I had the grilled sardines with endive, chilli, capers and lemon, and my companion had the ham hock terrine with celeriac remoulade and a roll. We shared seasonal greens, which turned out to be fresh young butter-kissed kale and was absolutely delicious. The endive was a bit of a revelation. I've always thought of it as a fundamentally boring vegetable, but this was a little like roast parsnip and a little like caramelised onion and a little like steamed chinese cabbage, and fell naturally into tender, succulent sections. The celariac remoulade was indistinguishable from ordinary good coleslaw, and the ham terrine was fine but not specially exciting. Everything was just a touch over-salted, which I have to admit was fine by me but it is sort of cheating. We saw a fennel, cucumber and carrot salad (with mint and yogurt dressing) go past and it looked huge and amazing. Remarkably, the mains average at around £7, which for ethical food in Oxford is pretty good. There's also a 15% discount for students and friends of the Hub.
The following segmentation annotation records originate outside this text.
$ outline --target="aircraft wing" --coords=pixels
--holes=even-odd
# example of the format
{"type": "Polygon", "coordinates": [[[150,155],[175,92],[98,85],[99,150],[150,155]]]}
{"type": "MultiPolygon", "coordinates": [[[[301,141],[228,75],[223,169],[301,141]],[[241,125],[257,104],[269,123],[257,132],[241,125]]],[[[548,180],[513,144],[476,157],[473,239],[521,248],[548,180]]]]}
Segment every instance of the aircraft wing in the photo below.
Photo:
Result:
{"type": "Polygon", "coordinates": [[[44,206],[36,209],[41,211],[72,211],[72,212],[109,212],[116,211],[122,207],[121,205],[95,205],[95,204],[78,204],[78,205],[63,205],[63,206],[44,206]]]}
Being cheap, ethical and slightly more business-like than cuddly, the place is packed with the yuppies of the future and the hippies of the past. Nick Drake and Belle and Sebastian create alpha brainwaves unobtrusively in the background. Thespy and clean-cut students and lightly-bearded North and East Oxford types chatter happily at high volume and the ambience is busy but upbeat.
The loos are out into the main building and downstairs, and are freshly painted, clean and well-stocked, and there's a Dyson hand-drier. Someone has cared about the background details here. Corners have been cut to keep the costs down (cutlery and napkins are set out in DIY pots, pub style; you may have to share a table), but they're always the inessential corners.
We shared a chocolate tart and had a flat white and a double espresso. The tart was all right but not as astounding as it should have been for the calories: satisfactorily dense but not sufficiently bitter. Without the creme fraiche it would have been uncompromisingly one-dimensional. Fortunately it came with creme fraiche. The coffee was excellent.
They'll "try to accommodate" special diets, but it's not somewhere I'd take anyone vegan or gluten/dairy/nut free. Great place to take a vegetarian though: three out of the seven mains were veggie. Altogether a really sensible, intelligently-run place, one that doesn't try to ingratiate itself but keeps the love where it should be - in the cooking.